Spinout Organizations: If the mainstream values of PSU won't support particular types of change, then subgroups might have to be spun off. A good example of this is the School of Extended Studies which offers many small courses and correspondence type courses that aren't considered to be feasible for faculty in most other colleges. SES is a spinout group that has different values relative to: how credit is associated with a course, what academic credentials are needed to teach a course, and how much teaching can be individualized through correspondence course. This group has held these values for some time, but with increasing use of technology and visibility of their courses, other faculty in the University are becoming aware of the differences.

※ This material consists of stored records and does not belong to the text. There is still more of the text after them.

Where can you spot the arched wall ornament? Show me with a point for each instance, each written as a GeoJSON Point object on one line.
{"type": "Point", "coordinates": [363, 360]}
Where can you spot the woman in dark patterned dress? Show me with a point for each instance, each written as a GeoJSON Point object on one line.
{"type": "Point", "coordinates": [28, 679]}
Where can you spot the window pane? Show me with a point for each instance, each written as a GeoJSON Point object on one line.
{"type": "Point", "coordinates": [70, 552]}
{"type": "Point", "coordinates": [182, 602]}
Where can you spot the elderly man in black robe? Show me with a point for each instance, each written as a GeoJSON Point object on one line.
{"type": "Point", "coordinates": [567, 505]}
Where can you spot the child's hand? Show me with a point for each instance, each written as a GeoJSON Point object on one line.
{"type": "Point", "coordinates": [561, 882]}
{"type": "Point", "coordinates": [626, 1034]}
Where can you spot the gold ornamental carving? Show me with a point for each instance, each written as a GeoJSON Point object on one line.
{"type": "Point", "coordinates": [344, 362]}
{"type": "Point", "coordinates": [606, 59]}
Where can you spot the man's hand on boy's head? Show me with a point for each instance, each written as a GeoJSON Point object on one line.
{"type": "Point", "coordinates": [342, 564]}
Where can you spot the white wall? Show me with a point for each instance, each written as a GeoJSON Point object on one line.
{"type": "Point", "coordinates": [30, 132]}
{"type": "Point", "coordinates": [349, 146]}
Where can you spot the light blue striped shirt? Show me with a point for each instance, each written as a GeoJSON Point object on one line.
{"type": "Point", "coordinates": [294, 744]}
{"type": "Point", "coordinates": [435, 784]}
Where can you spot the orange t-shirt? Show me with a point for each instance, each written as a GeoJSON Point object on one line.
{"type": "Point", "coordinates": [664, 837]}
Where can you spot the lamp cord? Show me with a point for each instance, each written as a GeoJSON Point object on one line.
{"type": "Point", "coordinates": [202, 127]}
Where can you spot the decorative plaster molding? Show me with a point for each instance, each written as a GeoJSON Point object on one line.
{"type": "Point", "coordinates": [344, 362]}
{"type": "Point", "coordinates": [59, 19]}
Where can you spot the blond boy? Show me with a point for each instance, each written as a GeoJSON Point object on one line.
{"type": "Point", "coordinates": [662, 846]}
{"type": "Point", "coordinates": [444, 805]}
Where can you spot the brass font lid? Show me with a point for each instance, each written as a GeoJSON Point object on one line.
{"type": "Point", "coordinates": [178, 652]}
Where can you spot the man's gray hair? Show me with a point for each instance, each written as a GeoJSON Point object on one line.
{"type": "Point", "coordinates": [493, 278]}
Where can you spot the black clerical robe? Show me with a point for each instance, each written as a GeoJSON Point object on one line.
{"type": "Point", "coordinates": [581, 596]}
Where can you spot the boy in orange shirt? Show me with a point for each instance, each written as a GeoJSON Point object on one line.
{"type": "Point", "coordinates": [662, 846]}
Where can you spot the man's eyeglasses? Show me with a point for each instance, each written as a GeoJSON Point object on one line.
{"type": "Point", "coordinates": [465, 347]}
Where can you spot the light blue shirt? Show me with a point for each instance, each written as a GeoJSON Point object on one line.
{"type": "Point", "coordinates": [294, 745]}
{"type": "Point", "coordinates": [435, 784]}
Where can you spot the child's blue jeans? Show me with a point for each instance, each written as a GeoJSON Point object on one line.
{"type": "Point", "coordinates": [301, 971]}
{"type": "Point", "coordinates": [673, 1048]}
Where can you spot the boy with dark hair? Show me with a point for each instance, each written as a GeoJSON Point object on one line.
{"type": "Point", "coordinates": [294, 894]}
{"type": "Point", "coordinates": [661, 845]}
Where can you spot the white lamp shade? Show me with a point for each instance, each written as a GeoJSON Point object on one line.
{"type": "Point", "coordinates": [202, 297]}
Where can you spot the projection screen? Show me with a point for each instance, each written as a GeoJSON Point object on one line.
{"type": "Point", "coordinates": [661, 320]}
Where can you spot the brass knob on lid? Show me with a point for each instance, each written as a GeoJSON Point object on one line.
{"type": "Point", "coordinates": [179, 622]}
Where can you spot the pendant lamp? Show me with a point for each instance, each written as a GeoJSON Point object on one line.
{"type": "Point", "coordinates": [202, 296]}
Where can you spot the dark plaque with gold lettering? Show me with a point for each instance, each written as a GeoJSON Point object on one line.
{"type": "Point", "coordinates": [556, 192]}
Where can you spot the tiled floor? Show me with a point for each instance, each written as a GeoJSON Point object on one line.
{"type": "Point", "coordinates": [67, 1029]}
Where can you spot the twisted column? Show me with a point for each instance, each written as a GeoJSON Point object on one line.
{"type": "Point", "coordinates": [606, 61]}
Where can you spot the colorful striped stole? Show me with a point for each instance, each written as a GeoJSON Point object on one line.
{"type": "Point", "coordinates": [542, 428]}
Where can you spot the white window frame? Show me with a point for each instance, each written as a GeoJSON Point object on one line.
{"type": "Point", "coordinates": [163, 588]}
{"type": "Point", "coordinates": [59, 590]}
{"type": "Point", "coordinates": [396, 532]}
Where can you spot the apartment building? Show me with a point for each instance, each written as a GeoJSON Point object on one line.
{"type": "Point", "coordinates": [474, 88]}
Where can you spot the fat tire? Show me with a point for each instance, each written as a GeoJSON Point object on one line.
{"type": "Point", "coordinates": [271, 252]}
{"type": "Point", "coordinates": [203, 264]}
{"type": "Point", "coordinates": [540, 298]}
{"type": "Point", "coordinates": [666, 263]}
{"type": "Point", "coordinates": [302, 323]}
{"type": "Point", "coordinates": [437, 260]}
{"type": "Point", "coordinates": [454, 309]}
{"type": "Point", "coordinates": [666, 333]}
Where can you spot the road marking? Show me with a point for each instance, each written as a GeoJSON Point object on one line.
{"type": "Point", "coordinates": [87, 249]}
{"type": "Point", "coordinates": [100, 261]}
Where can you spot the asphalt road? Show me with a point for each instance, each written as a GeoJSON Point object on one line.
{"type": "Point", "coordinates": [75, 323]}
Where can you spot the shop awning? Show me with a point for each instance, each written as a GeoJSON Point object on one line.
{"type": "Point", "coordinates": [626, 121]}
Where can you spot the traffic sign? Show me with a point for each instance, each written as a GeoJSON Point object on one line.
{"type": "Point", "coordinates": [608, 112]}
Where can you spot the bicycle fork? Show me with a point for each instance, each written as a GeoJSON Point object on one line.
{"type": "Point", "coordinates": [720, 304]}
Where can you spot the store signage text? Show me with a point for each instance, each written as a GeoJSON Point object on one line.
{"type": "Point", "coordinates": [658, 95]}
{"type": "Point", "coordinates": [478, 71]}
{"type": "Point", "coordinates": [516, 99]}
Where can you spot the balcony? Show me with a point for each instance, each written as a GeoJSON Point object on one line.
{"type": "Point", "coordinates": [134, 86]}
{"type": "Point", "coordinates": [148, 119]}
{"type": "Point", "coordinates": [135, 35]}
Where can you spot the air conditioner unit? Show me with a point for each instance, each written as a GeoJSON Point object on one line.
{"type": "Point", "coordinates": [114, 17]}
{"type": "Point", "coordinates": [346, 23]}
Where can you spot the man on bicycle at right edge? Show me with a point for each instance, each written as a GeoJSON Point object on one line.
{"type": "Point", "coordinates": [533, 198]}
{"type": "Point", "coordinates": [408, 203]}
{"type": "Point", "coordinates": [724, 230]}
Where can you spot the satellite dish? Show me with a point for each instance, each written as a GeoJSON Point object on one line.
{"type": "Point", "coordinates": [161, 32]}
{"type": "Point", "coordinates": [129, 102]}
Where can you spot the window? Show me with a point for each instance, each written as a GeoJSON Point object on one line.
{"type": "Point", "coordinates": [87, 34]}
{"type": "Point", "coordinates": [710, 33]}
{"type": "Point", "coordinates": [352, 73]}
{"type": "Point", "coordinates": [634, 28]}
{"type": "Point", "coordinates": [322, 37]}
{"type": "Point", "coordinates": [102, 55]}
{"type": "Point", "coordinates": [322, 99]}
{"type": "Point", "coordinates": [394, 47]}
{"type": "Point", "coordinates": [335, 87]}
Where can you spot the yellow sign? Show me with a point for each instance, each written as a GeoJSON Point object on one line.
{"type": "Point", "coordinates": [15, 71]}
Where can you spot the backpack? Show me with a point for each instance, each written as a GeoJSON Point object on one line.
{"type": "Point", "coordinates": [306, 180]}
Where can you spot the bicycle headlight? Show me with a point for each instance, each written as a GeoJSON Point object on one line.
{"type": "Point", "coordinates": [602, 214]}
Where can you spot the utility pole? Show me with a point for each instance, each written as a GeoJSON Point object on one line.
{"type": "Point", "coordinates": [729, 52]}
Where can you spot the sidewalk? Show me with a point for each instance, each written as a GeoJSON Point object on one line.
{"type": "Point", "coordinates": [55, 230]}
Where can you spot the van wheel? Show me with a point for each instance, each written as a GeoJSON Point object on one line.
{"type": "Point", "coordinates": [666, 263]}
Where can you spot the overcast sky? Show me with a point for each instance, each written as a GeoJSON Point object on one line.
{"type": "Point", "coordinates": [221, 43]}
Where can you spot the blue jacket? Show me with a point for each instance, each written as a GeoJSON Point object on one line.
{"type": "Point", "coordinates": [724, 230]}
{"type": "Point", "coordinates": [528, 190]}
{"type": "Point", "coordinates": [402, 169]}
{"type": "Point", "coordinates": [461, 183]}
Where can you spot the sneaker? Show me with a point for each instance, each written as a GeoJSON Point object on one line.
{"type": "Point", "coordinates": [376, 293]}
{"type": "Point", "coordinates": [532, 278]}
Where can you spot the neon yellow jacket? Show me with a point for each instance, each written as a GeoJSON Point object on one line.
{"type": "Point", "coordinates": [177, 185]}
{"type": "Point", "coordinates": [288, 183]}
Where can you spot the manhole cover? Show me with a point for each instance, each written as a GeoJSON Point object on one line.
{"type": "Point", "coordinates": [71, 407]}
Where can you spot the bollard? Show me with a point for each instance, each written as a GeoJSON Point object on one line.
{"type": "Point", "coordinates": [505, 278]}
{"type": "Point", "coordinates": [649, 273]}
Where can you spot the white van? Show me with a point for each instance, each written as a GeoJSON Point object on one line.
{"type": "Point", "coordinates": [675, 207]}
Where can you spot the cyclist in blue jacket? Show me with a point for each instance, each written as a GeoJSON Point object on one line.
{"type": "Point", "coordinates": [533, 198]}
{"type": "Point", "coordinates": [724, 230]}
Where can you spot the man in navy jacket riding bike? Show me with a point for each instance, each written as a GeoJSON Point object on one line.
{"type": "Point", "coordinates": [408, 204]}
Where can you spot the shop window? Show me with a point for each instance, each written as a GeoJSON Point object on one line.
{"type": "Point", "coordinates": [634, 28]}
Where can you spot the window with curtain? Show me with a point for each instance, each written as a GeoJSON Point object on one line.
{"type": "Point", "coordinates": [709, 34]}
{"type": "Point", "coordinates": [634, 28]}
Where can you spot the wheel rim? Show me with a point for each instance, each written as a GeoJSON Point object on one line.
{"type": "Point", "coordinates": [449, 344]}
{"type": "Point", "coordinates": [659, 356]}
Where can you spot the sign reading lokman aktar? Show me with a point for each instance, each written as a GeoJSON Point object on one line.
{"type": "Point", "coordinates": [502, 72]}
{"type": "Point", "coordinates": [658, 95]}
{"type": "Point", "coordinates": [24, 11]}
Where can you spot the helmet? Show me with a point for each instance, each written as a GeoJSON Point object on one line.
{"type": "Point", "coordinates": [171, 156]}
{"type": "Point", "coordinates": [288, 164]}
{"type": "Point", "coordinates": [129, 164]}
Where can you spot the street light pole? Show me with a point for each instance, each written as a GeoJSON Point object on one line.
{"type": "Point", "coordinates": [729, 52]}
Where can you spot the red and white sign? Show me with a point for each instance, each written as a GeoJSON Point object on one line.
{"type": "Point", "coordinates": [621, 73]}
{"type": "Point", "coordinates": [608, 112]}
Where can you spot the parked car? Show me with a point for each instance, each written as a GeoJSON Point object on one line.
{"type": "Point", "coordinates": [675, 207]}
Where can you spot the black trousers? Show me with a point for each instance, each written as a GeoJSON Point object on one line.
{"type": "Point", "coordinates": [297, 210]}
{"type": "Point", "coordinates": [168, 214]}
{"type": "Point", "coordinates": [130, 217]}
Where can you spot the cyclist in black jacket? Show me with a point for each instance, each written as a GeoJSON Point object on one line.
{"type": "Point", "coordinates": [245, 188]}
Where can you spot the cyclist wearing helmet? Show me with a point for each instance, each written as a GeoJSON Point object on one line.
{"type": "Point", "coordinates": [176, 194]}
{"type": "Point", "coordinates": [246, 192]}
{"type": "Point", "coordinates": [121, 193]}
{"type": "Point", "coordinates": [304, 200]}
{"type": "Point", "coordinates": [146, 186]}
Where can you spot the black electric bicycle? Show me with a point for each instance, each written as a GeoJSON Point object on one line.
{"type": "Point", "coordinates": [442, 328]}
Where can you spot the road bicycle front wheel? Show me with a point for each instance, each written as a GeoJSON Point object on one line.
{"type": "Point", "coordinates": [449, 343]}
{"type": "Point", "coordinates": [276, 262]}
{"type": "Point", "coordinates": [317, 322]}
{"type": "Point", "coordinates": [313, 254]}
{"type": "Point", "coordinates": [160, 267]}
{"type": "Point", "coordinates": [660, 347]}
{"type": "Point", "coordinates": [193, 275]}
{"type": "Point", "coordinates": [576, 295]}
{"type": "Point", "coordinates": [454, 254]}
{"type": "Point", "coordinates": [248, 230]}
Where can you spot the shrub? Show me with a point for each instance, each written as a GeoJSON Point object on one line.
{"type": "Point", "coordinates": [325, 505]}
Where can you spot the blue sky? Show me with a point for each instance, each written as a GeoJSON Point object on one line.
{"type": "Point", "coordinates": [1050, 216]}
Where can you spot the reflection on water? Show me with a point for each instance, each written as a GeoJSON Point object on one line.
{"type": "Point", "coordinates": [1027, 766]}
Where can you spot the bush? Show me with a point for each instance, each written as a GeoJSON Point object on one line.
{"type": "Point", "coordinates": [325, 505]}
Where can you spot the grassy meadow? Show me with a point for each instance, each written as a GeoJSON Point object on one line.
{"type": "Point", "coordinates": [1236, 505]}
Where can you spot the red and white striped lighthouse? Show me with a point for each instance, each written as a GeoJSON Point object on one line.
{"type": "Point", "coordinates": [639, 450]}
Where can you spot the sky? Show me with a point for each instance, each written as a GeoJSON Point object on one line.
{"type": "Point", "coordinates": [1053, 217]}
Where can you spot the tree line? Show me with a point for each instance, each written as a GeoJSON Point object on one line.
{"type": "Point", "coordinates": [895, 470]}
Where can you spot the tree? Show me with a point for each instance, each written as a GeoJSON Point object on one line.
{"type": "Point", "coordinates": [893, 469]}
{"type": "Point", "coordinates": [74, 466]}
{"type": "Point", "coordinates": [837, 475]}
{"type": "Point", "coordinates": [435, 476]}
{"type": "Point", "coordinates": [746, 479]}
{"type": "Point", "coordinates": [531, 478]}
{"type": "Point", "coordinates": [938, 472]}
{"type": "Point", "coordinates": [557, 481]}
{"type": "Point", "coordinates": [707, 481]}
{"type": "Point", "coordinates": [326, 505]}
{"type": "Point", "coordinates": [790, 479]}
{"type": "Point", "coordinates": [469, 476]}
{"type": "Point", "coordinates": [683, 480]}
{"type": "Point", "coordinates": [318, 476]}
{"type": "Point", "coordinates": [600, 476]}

The formation of CAE was a type of "heavyweight team" and "spinout". When it was first formed, a heavyweight team of faculty were given substantial time allocations of time to focus on improving student learning and community learning. In retrospect, the formation of this team had a major impact on PSU's teaching culture but it took approximately 3 full time faculty positions (moved to be directors of the center), several half-time "faculty-in-residences", several full time staff and student help, and technology support. CAE was also a "spinout" in the sense that this group was allowed to operate under a separate set of values that were almost totally focused on teaching and learning.

 

 

EVALUATION

 
 

Portland State needs to consider how to incorporate both sustainable and disruptive innovations into its effort to change. There are many institutional factors that promote stability but also resist disruptive change, including budgeting processes, curricular review processes, democratic self-governance, and unionized faculty and staff. There are particular areas of educational technology, flexible-format courses and curriculum, distance education and computing services that should be addressed both for incremental, sustainable change and the opportunities for disruptive innovations.

For Portland State, one message is that we need to find a way to take some risks that might pay off in the long term. It seems that the current mode is for the risk to be attributed to the individual faculty and yet the departments are supposed to be risk-averse. Faculty time can be risked in different initiatives but resource strapped departments have to act very conservatively to meet their yearly bottom line. This distribution of risk has the consequence of separating our most expensive and valuable asset, faculty time, from resources that are required to make the use of that asset both efficient and successful. We need substantially funded, cross-functional teams that could work on projects with timelines of two to four years and could be rewarded if they succeed but yet responsible for reporting about their failures in detail. It should be expected that the outcomes from these team projects would be custom tailored to PSU. Because of the idiosyncratic nature of these projects we should try to support these in our general operating budget rather than look for funding from national granting agencies whose mission usually requires searching for "national models". It will take this type of change in the resource and reward environment to support innovation and change in our unique PSU culture.

 

 

REFERENCES

 
 

Christensen, C. M., Bohmer, R., and Kenagy, J. (2000) Will Disruptive Innovations Cure Health Care? Harvard Business Review 78(5):102-112.

Christensen, C. M., and Overdorf, M. (2000) Meeting the Challenge of Disruptive Innovation. Harvard Business Review 78(2):66-76.